27. In 1968, while living in a small Hausa village in northern Nigeria, I once attempted to explain to an ordinary farmer the idea that nepotism was something bad and civil service examinations good. I knew the precise instant when, in spite of my imperfect Hausa and the bizarreness of the idea, he had grasped what I was saying because he suddenly looked at me in shock. His instant and amazed reproach was: "You would favor strangers over your own brothers?" It was clear that, for him, I was advocating a really unusual kind of immorality.

28. These evolved mechanisms underlie the ethnocentrism phenomenon, the tendency for human beings to readily form into in-groups that are likely to compete with out-groups for status and resources and to face external threat with increased in-group solidarity. For discussion of ethnocentrism and also of how we may have been selected for this cluster of traits, see (for example) Alexander (1979), Barkow (1989, 2000), Irwin (1987), LeVine & Campbell (1972), Reynolds, Falger, & Vine (1987), and Shaw & Wong (1988).

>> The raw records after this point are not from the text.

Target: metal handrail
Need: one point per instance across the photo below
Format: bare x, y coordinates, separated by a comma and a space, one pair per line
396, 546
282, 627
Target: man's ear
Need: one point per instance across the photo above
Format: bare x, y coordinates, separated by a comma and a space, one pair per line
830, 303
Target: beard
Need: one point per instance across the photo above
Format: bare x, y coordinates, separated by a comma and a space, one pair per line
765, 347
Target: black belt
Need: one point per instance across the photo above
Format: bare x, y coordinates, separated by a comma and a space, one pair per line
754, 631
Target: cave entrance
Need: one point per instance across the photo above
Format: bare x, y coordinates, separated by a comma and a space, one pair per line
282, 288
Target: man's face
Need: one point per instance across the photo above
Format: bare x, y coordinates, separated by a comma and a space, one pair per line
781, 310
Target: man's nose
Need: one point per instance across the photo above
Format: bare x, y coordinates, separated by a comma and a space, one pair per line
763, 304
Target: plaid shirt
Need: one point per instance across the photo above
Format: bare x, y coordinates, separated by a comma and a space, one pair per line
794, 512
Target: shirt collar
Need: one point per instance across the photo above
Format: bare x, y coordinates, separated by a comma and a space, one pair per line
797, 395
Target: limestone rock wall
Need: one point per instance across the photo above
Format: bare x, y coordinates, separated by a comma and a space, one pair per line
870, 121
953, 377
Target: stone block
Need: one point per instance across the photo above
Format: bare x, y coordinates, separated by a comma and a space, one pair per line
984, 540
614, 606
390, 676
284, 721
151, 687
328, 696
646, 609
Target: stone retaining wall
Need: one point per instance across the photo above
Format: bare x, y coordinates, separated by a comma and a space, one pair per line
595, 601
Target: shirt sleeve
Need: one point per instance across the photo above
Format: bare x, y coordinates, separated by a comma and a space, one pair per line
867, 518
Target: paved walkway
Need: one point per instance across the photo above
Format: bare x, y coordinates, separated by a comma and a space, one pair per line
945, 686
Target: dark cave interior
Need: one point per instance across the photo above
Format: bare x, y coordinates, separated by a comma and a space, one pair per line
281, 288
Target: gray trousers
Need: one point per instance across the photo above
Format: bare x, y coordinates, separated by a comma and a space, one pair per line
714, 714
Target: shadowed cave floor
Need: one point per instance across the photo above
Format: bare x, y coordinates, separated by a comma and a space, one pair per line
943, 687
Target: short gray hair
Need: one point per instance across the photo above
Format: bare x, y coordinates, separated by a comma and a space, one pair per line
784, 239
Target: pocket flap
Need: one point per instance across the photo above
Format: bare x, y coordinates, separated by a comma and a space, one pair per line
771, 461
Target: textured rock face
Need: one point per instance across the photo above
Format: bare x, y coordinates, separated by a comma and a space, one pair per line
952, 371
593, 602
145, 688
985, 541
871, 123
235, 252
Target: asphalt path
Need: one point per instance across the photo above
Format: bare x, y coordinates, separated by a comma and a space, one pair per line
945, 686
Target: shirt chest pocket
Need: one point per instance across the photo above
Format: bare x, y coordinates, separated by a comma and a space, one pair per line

29. Amy Alkon, a journalist and syndicated columnist, placed cards on the windshields of SUVs parked on Los Angeles streets. The cards read (to quote from the account under her own byline that appeared in the Los Angeles New Times of April 11, 2002 (http://www.newtimesla.com/issues/2002-04-11/sidecar.html/1/index.html) and from the account in the London Guardian of April 16, 2002 (http://www.guardian.co.uk/Archive/Article/0,4273,4395102,00.html): "Road-hogging, gas-guzzling, air-fouling vulgarian! Clearly you have an extremely small penis or you wouldn't drive such a monstrosity. For the adequately endowed, there are hybrids or electrics. 310 798 1817." Dialing that telephone number would result in a voice saying, "Piggy, piggy, piggy. If you can afford one of those huge new SUVs you can afford something that doesn't suck all the air out of the planet and spit it back black ... It's really creepy that you drive that thing and I just wanted to let you know." Alkon (in a personal communication) explains that she pressed the evolutionary psychology buttons that she believes would create shame over driving an SUV because doing so meant that these drivers were using up more than their fair share of resources. Though her campaign is only a modest and simple beginning, and not necessarily the best possible strategy to achieve her end of protecting the environment, it does support the notion that an evolutionary praxis is possible. Presumably, more subtle techniques are possible.,

30. For example, the study of sperm competition and its implications was quite unanticipated (e.g., Bellis & Baker, 1995; Birkhead, 2000; Low, 1999).

31. In part, though only in part, the larger context for the anti-evolution stance of the human sciences is that of the "science wars" of the turn-of-the-century. For an analysis of anti-biology and anti-evolutionism in the humanities, see McBride (1998).

32. My thanks to James Bryan for his helpful suggestions contained in a personal communication dated August 31, 2001.